C'est parti pour Gatou.



Une petite pause pour reprendre son souffle




C'est au tour d'Elie de se lancer.



Je peux vous dire que quand on arrive à mi-hauteur, les muscles des bras commencent à se tétaniser. pas très agréable comme sensation.





Le paradis, ça se mérite! Lors des grands pèlerinages, ce sont des centaines de personnes qui se lancent ainsi à l'assaut du monastère. 

Pour ce qui me concerne, vous ne verrez pas de photos car on ne peut pas tout faire. mais je vous assure que je l'ai fait. D'après Delphine, c'était nettement moins élégant que les enfants. mais bon, c'est le résultat qui compte....

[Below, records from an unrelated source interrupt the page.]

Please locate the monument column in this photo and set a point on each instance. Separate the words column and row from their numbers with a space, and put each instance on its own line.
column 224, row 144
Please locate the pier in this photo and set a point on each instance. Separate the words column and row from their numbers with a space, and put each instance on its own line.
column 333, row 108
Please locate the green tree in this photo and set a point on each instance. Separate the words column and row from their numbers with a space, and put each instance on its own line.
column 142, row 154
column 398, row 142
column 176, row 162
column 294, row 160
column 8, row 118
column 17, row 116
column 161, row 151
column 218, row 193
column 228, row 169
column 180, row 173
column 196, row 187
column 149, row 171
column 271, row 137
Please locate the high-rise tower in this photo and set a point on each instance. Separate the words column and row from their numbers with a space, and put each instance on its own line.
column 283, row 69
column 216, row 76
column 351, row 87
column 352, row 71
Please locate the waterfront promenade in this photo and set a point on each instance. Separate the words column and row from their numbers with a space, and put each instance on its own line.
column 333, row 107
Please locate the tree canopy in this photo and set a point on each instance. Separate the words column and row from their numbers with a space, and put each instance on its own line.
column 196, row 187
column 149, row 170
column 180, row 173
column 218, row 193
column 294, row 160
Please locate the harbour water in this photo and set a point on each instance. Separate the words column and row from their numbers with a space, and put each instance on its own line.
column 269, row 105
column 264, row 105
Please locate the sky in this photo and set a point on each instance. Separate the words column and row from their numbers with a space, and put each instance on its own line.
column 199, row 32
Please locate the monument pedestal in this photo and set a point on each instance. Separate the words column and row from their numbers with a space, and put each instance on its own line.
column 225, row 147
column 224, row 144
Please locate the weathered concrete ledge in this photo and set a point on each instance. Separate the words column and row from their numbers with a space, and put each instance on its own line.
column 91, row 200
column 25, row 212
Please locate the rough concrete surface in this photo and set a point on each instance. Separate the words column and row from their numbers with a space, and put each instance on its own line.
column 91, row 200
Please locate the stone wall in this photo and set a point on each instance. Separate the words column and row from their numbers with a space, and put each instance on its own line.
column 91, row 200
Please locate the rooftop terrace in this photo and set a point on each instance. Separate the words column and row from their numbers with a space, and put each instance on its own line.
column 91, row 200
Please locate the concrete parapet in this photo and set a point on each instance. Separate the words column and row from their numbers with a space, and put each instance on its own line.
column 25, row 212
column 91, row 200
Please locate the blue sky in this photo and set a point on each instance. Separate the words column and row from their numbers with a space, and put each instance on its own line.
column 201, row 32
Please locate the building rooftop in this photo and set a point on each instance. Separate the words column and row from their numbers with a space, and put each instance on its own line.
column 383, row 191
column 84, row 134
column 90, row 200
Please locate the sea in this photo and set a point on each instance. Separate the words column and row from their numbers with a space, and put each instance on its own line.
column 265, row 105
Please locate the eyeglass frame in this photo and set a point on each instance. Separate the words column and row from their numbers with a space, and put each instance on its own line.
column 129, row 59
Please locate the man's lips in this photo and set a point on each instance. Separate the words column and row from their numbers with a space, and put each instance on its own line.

Le monastère qui occupe toute la table rocheuse est constitué d'une église et d'une centaine de petites maisons en pierres sèches. Chacune est habitée par un moine qui a avec lui un serviteur (en général des adolescents qui veulent devenir moines). 






Nous voyons peu de moines car c'est manifestement l'heure de la sieste (ils prient toute la nuit). Seul le gazouillement des oiseaux brise le silence de l'air chaud. Gaëtan trouve quand même un chat...


Chaque maison a une citerne dans son jardinet. Elle se remplit pendant la saison des pluies. Officiellement, elle doit suffire à 'alimentation du moine et de son serviteur pendant toute l'année, en attendant la saison des pluies suivante (il n'y a pas de source au monastère). la couleur verdâtre de l'eau à cette saison ne donne pas vraiment envie d'en boire....


Deux pèlerins

Oui, ce sont bien eux

Nous repartons de Debre Damo en direction d'Adigrat par une piste d'une trentaine de km en très bon état. 


Ferme tigréenne typique

Autre ferme avec sa citerne pluviale




Cinquante kilomètres après Adigrat (la deuxième ville du Tigré après Mekele), nous arrivons au monastère de Mehdane Alem. Nous traversons un bosquet. Deux vieilles femmes grimpent doucement le sentier vers l'église. 


Vision extraordinaire, hors du temps. J'y vois une gravure du XIXème siècle. Il suffit de passer en noir et blanc. 




Ferme du Tigré


Nous arrivons devant l'église troglodyte.